Diva Guimarães. Foto: Ramiro Garcia

LIÇÕES DE VIDA

Após a breve abertura preparada pelas pesquisadoras, a paranaense de 80 anos, Diva Guimarães, filha de lavadeira e neta de português com escrava e que fez sucesso na última Feira Literária de Paraty iniciou o debate sobre gênero e resistência no evento desta segunda. A professora negra contou sua história de luta por direitos que começou dentro da escola quando foi agredida por uma professora simplesmente por ser negra. Com a história ela defendeu o quanto “um professor tem poder tanto para levantar como para destruir”, refletiu.

Diva defendeu ainda as cotas raciais como forma de resistência dos negros pedindo que eles não desistam desse direito. O argumento veio seguido de fatos: Na década de 1830, por exemplo, o Brasil teve vários estados que proibiram que negros não-escravizados frequentassem a escola. A Lei de Terras, de 1950, também não permitir aos negros a posse de terra por trabalho.

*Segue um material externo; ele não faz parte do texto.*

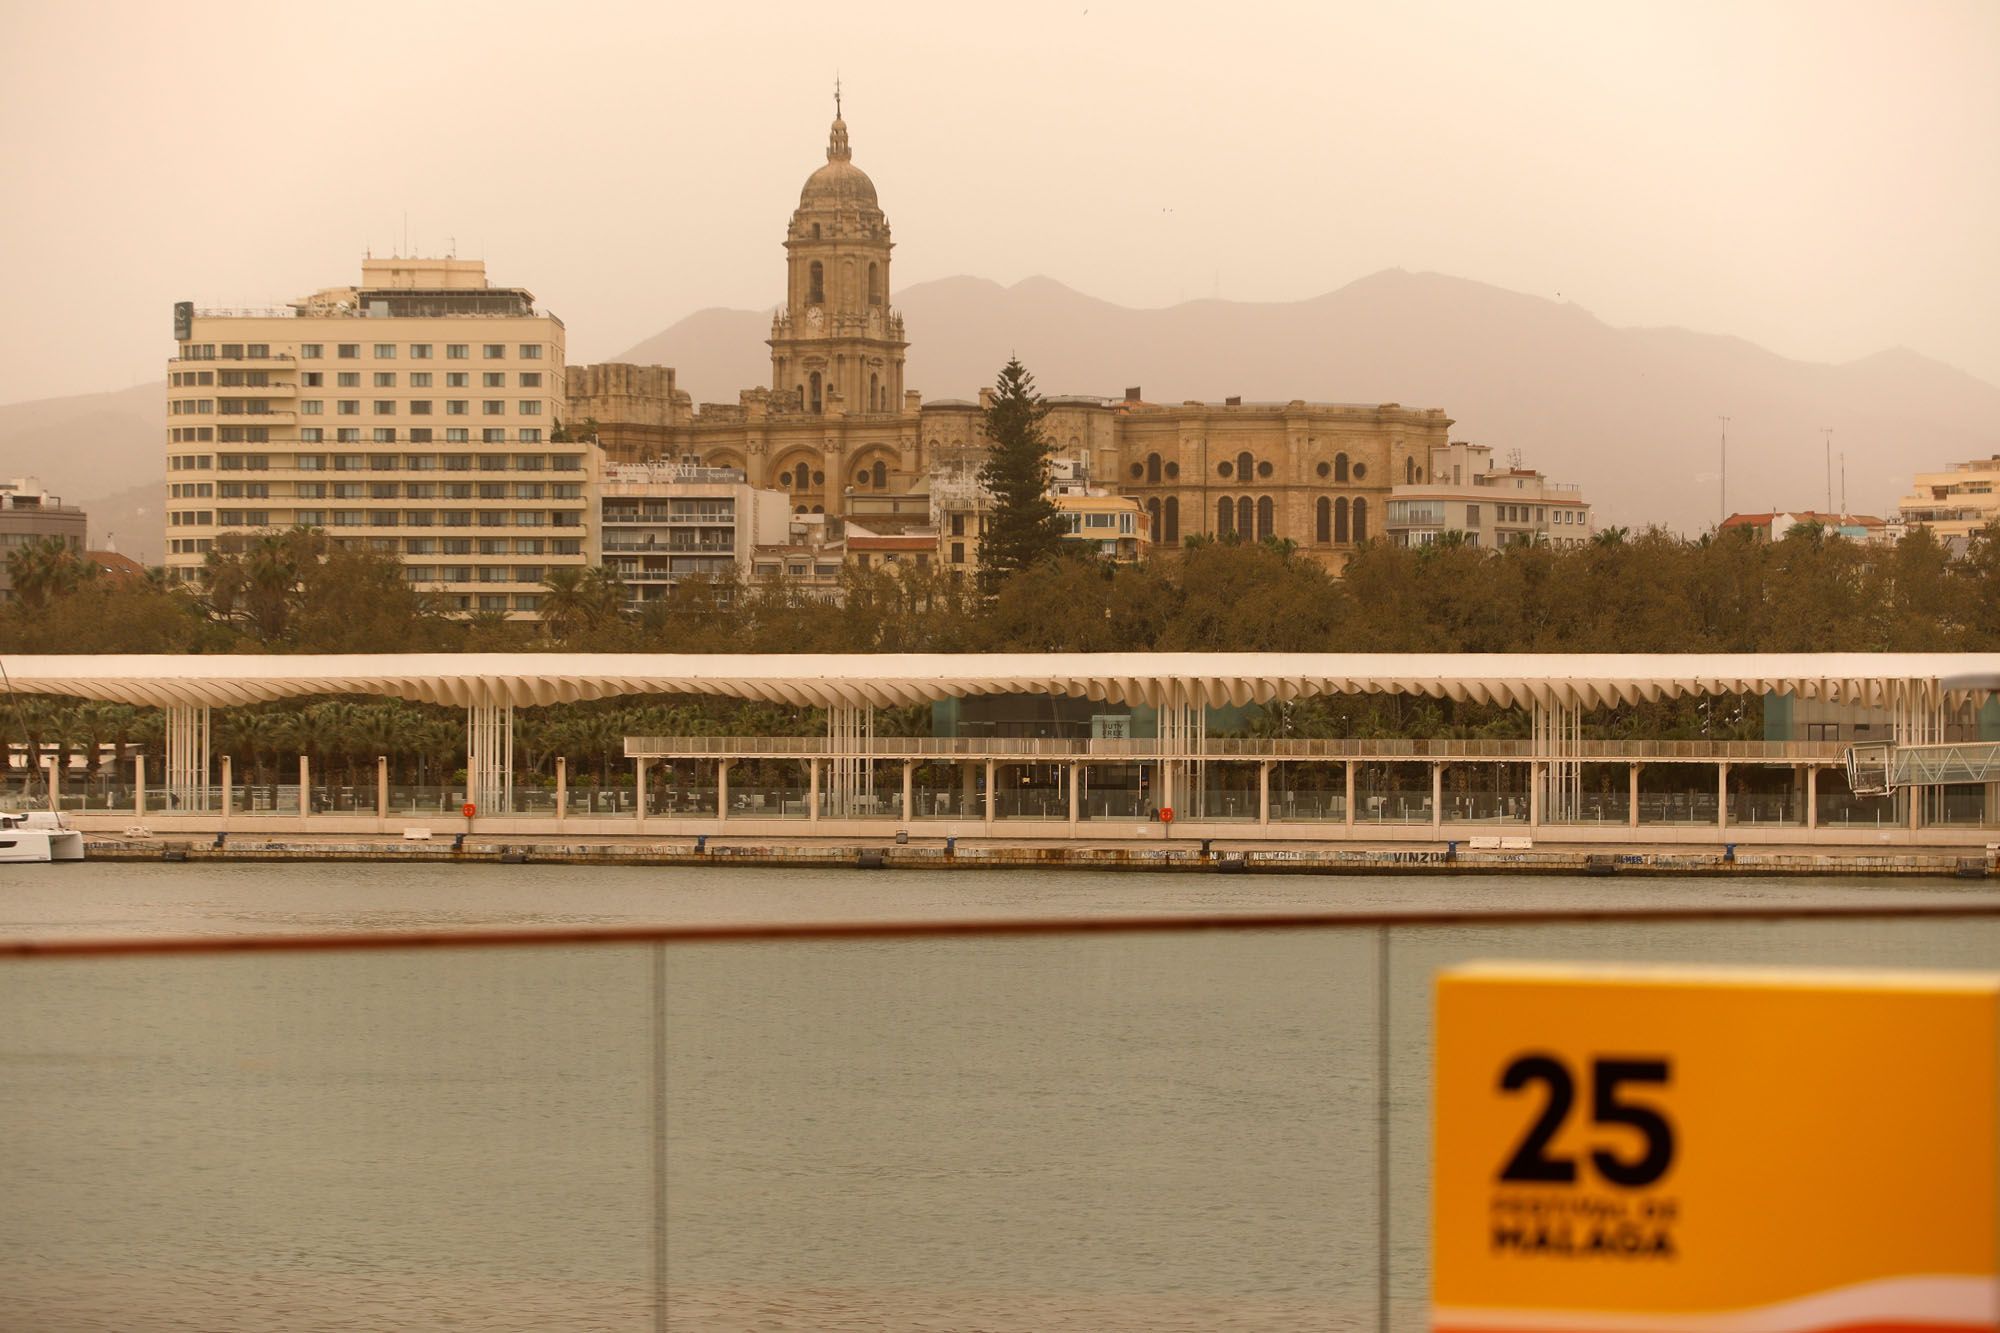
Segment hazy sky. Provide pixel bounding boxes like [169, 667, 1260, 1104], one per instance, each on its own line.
[1, 0, 1995, 406]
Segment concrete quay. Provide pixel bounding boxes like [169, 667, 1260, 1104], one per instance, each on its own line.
[79, 832, 1999, 879]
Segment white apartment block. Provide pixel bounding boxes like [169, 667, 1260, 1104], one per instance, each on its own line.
[590, 460, 792, 609]
[166, 258, 584, 617]
[1897, 452, 2000, 543]
[1384, 441, 1594, 549]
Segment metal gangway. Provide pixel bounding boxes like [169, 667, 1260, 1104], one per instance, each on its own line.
[1846, 740, 2000, 796]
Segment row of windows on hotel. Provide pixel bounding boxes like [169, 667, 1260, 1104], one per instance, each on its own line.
[1128, 452, 1393, 485]
[171, 399, 546, 417]
[169, 371, 547, 389]
[168, 535, 581, 557]
[178, 342, 546, 361]
[171, 482, 582, 500]
[168, 428, 565, 445]
[170, 510, 584, 529]
[169, 452, 582, 471]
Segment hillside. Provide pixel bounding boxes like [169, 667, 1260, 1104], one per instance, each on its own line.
[617, 270, 2000, 532]
[5, 270, 1995, 550]
[0, 382, 163, 558]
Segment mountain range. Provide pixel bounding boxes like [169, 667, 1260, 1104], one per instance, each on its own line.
[7, 269, 1994, 560]
[619, 269, 2000, 535]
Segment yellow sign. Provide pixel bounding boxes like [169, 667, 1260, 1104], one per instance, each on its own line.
[1433, 962, 2000, 1333]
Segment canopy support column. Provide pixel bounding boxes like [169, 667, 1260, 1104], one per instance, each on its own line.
[1157, 681, 1202, 819]
[465, 703, 513, 815]
[824, 702, 875, 818]
[164, 703, 211, 813]
[1890, 678, 1945, 828]
[1532, 693, 1579, 826]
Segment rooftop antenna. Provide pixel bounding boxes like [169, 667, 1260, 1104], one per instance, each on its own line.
[1718, 415, 1731, 525]
[1840, 452, 1847, 516]
[1822, 428, 1833, 514]
[402, 211, 409, 258]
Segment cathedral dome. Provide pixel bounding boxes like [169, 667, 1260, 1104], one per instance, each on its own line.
[799, 115, 878, 209]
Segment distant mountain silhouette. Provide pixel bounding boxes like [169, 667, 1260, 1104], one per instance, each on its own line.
[4, 270, 1993, 552]
[0, 382, 163, 562]
[617, 270, 2000, 532]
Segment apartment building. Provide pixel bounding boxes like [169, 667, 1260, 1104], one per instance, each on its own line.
[590, 460, 790, 608]
[1057, 493, 1149, 561]
[0, 478, 88, 602]
[1897, 453, 2000, 542]
[1384, 442, 1593, 549]
[166, 258, 584, 617]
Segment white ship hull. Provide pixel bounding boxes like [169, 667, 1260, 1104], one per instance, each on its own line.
[0, 813, 85, 862]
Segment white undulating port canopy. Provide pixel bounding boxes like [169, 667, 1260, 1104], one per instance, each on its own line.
[0, 653, 1993, 712]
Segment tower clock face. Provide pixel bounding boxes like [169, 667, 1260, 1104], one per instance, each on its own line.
[807, 306, 824, 330]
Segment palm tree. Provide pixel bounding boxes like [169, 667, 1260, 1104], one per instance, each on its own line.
[541, 566, 627, 643]
[7, 537, 90, 610]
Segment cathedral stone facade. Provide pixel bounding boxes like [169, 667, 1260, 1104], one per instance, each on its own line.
[568, 107, 1451, 572]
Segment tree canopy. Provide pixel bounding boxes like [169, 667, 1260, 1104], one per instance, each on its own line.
[3, 519, 1998, 660]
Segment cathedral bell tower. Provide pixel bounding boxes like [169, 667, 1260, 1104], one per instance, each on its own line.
[768, 97, 907, 416]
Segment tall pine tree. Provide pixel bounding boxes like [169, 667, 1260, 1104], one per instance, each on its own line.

Foi citada por Diva também a Cota do boi, instituída em 1968 pelo então presidente, General Costa e Silva, que beneficiava apenas filhos de fazendeiros no ensino. Diva solicitou: “Cotista: Não tenha vergonha de ser cotista porque cota sempre existiu no nosso país”, finalizou.

Manuela D´Ávila. Foto: Ramiro Garcia

RESISTÊNCIA E LUTA

Manuela D’Ávila, candidata a vice-presidente da República na última eleição também aproveitou o evento para lançar o livro Revolução Laura, que fala de maternidade e resistência. No entanto, Manuela não veio para falar da obra, e sim do tema do encontro. A política comparou a busca por igualdade com a necessidade de empatia: “O outro merece o mesmo tratamento, o mesmo olhar, o mesmo direito que eu. […] Há um descarte em massa dos negros no Brasil, assim como as mulheres e os trabalhadores. Nós vivemos um tempo de crise de novas colônias e formação de descartes em massa e é a isso que precisamos resistir”.